Are New Atomic Particles Escaping Detection?
By Dora Fatula
Particle physicists are wondering whether they need to update their standard methods for finding new atomic particles.
The same methods have been used for decades — force protons or electrons to collide at high speeds and then look for new particles as they are released from any new materials created by the collisions. Now, scientists are wondering if some new longer-lived particles may have escaped detection.
Key Atomic Particles
Quarks are elementary particles that are fundamental to matter, and combine to form composite particles called hadrons. Quarks cannot be directly observed or found in isolation, so most of our understanding of quarks has come from the study of hadrons.
A hadron is a composite particle of two or more quarks held together by a strong force. Ordinary matter is made of two specific hadrons: protons and neutrons. Protons and neutrons are baryons, a subset of hadrons with an odd number of quarks. A hadron with an even number of quarks is called a meson. Other combinations of hadrons and quarks also exist.
Particles can also be classified as bosons and fermions based on spin. Bosons follow Bose-Einstein statistics, while fermions obey the Pauli exclusion principle and follow Fermi-Dirac statistics. Both bosons and fermions can be elementary or composite particles.
No New Particles?
The Higgs boson, discovered in 2012, was the final composite particle whose existence was predicted by the Standard Model of Particles and Forces. No discoveries outside the Standard Model have been reported.
"We haven't found any new physics with the assumptions we started with, so maybe we need to change the assumptions," says Juliette Alimena. At Ohio State University in Columbus, Alimena works with the Compact Muon Solenoid (CMS), one of the two main particle detectors fed by the Large Hadron Collider (LHC).
Although the existence of long-lived particles beyond the Standard Model has been suggested, the CMS and ATLAS (A Toroidal LHC Apparatus) were designed to detect only rapidly decaying particles. With data from millions of collisions, some evidence may have been inadvertently deleted or ignored, or evidence seen as an anomaly or a mistake.
Detecting long-lived particles has not been a focus, but researchers are now sharing information about their search efforts. Considerations include:
- More triggers for long-lived particle searches during the next LHC run (2021 through 2023)

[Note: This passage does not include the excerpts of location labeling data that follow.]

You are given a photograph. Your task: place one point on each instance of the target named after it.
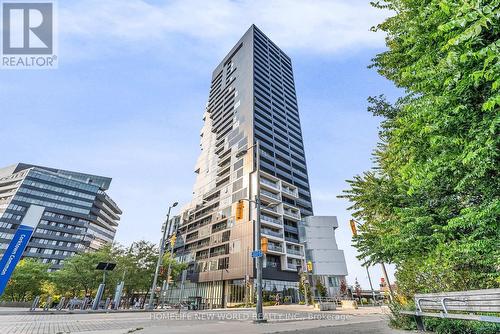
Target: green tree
(79, 275)
(26, 281)
(431, 203)
(320, 287)
(175, 267)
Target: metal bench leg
(420, 323)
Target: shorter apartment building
(78, 215)
(328, 262)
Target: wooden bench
(463, 305)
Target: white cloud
(316, 26)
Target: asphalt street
(291, 319)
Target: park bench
(478, 305)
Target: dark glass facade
(78, 215)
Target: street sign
(257, 254)
(18, 244)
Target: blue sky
(133, 78)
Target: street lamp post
(259, 308)
(169, 270)
(160, 258)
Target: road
(285, 319)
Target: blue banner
(13, 254)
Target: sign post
(18, 244)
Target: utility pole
(391, 293)
(160, 258)
(257, 233)
(259, 309)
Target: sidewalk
(282, 308)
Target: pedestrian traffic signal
(264, 244)
(239, 210)
(353, 227)
(309, 266)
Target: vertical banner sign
(18, 244)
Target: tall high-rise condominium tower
(78, 215)
(252, 99)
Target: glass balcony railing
(269, 194)
(275, 248)
(289, 191)
(272, 233)
(270, 220)
(269, 183)
(294, 251)
(291, 214)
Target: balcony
(267, 219)
(294, 251)
(270, 194)
(275, 248)
(272, 233)
(291, 228)
(292, 214)
(289, 191)
(269, 183)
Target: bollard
(84, 303)
(48, 303)
(106, 304)
(35, 303)
(61, 304)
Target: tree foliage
(431, 203)
(135, 265)
(26, 281)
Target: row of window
(53, 242)
(58, 189)
(51, 204)
(16, 207)
(62, 225)
(47, 251)
(59, 234)
(63, 181)
(54, 197)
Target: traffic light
(239, 210)
(172, 240)
(263, 244)
(353, 227)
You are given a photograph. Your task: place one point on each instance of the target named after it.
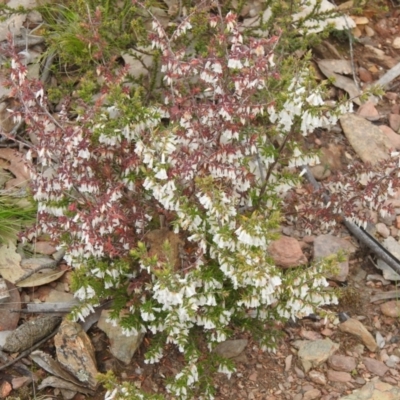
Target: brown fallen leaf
(17, 166)
(76, 353)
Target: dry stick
(358, 232)
(27, 352)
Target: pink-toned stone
(391, 309)
(287, 253)
(365, 75)
(45, 248)
(317, 377)
(5, 389)
(391, 135)
(20, 381)
(327, 332)
(312, 394)
(309, 335)
(391, 95)
(338, 376)
(342, 363)
(355, 327)
(382, 229)
(368, 111)
(394, 121)
(327, 245)
(374, 366)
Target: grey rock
(326, 245)
(121, 346)
(338, 376)
(76, 353)
(317, 377)
(382, 229)
(393, 246)
(312, 354)
(356, 328)
(366, 139)
(312, 394)
(231, 348)
(287, 253)
(375, 390)
(30, 333)
(375, 366)
(342, 363)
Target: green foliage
(15, 215)
(208, 139)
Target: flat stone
(356, 328)
(368, 111)
(396, 43)
(320, 172)
(338, 376)
(391, 135)
(326, 245)
(314, 353)
(366, 139)
(359, 20)
(369, 31)
(382, 229)
(365, 75)
(287, 253)
(342, 363)
(375, 390)
(231, 348)
(374, 366)
(312, 394)
(76, 353)
(394, 121)
(46, 248)
(121, 346)
(393, 246)
(317, 377)
(391, 309)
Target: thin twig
(361, 234)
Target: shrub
(214, 154)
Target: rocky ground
(356, 355)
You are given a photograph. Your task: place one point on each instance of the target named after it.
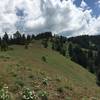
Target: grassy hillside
(61, 78)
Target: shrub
(4, 94)
(27, 94)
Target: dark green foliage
(70, 49)
(45, 35)
(4, 45)
(98, 78)
(44, 58)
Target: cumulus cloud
(58, 16)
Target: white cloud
(34, 16)
(98, 3)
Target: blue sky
(66, 17)
(92, 4)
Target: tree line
(83, 50)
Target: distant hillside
(59, 77)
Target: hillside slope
(66, 80)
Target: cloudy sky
(66, 17)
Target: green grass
(21, 66)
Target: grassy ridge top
(20, 66)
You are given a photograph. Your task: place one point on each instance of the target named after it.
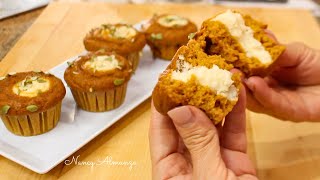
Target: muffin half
(98, 81)
(30, 102)
(241, 41)
(199, 80)
(123, 39)
(166, 33)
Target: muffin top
(168, 28)
(29, 92)
(98, 71)
(121, 38)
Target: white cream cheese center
(244, 35)
(172, 20)
(219, 80)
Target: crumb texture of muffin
(241, 41)
(199, 73)
(30, 102)
(196, 79)
(166, 33)
(98, 81)
(123, 39)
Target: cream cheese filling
(126, 32)
(244, 35)
(219, 80)
(31, 86)
(172, 20)
(102, 63)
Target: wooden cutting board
(280, 150)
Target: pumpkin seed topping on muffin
(31, 86)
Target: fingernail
(249, 84)
(181, 116)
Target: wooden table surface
(280, 150)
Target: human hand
(186, 145)
(292, 91)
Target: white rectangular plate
(43, 152)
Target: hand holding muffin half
(30, 102)
(122, 39)
(166, 33)
(199, 73)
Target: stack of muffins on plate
(30, 102)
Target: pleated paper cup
(33, 124)
(100, 101)
(164, 52)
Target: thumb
(199, 136)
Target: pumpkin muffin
(166, 33)
(98, 81)
(194, 78)
(30, 102)
(123, 39)
(241, 41)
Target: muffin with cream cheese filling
(123, 39)
(166, 33)
(98, 81)
(30, 102)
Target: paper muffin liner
(33, 124)
(100, 101)
(164, 52)
(134, 59)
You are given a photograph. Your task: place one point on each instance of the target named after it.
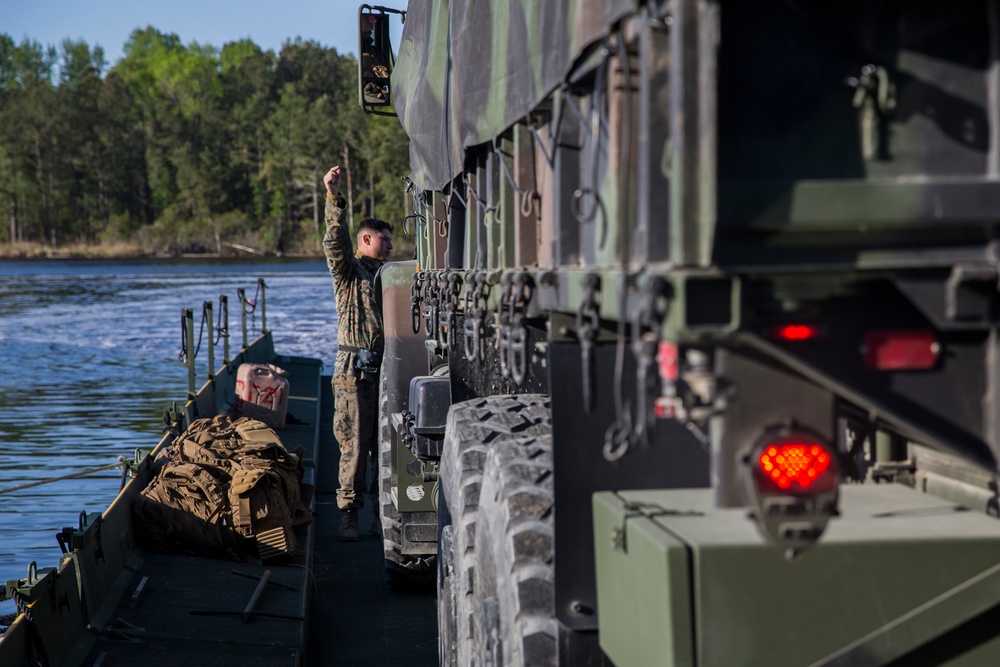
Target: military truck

- New detectors for existing systems to find particles that survive longer
- A tracking chamber placed next to a smaller LHC-fed detector to create a “Compact Detector for Exotics” to search for long-lived particles
The LHC will be upgraded after its next run, so physicists need to look for new particles now, before collision energies change and the opportunity is lost.
- What is the difference between an accelerator and a collider?
- Why was discovery of the Higgs boson so important?
- When did the study of atomic particles begin?